You can put it in there. But MASH on streaming deserved its own thread. I have the DVDs; but if I can't get something by a click, I don't tend to watch it so much.


----------



## Gracie (Feb 5, 2015)

Just sayin' I might not see recommendations on netflix since there is a thread for that already. But...whatever makes ya happy.


----------



## Unkotare (Feb 5, 2015)

Self-indulgent, formulaic liberal crap.


----------



## NYcarbineer (Feb 8, 2015)

Netflix dredging up old tv series to boost content, not a good sign.


----------



## TheGreatGatsby (Feb 9, 2015)

NYcarbineer said:


> Netflix dredging up old tv series to boost content, not a good sign.



No, this should have been offered long ago. What's not a 'good' per se is the many good popular movies that are not available on streaming.


----------



## iamwhatiseem (Feb 9, 2015)

I have been watching them...awesome.
And I do agree it was overdue.
Glad Netflix got the series.


----------



## TheGreatGatsby (Feb 9, 2015)

iamwhatiseem said:


> I have been watching them...awesome.
> And I do agree it was overdue.
> Glad Netflix got the series.



I burnt out on them long ago...but I think it's good that the access is finally there for those who haven't.


----------



## iamwhatiseem (Feb 9, 2015)

TheGreatGatsby said:


> iamwhatiseem said:
> 
> 
> > I have been watching them...awesome.
> ...



It's been a few years since I saw any of them


----------



## TheGreatGatsby (Apr 2, 2015)

Seasons 6-11 recently added. All seasons on streaming now.


----------



## BlueGin (Apr 2, 2015)

Used to watch it with my mom back when it originally aired.

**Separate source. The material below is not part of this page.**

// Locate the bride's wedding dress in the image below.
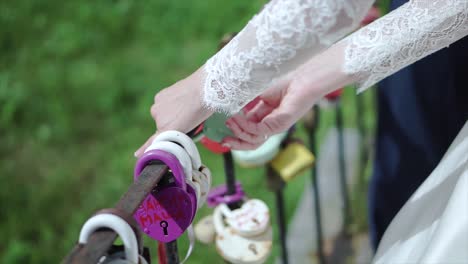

Much like The Big Bang Theory...the interaction of characters could be amusing ...but if I had to actually hang around any of them for long periods of time ... I would want to punch them in the face. Especially Hawkeye.

Bunch of assholes individually.


----------



## TheGreatGatsby (Apr 3, 2015)

BlueGin said:


> Used to watch it with my mom back when it originally aired.
> 
> Much like The Big Bang Theory...the interaction of characters could be amusing ...but if I had to actually hang around any of them for long periods of time ... I would want to punch them in the face. Especially Hawkeye.
> 
> Bunch of assholes individually.



Interesting take. I always thought they screwed over the Trapper character by not developing him.


----------



## BlueGin (Apr 3, 2015)

TheGreatGatsby said:


> BlueGin said:
> 
> 
> > Used to watch it with my mom back when it originally aired.
> ...



Trapper was probably the one I liked the best...and probably for that reason.


----------



## Moonglow (Apr 3, 2015)

Th earlier shows were more like the movie, after Stevenson left along with Rogers and several other original members, I found it less entertaining...


----------



## TheGreatGatsby (Jul 25, 2016)

Took this quiz.

Got a 29 of 30.

The 'M.A.S.H' Characters Quiz


----------



## xband (Jul 25, 2016)

Loretta Swit was hot and one reason I watched it. The other reason was RADAR.


----------



## Unkotare (Jul 25, 2016)

xband said:


> Loretta Swit was hot and one reason I watched it. The other reason was RADAR.




Did you take a shot every time the camera showed his deformed hand?


----------



## Blackrook (Jul 28, 2016)

One thing I like about MASH is its accurate and respectful portrayal of a Catholic priest character and Catholicism in general.  Most Hollywood comedies that portray Catholics do so from a hostile vantage point, so the humor tends to be more nasty than funny, and usually not true to life.


----------



## TheGreatGatsby (Aug 21, 2016)

MASH removed a few months back; sucks.


----------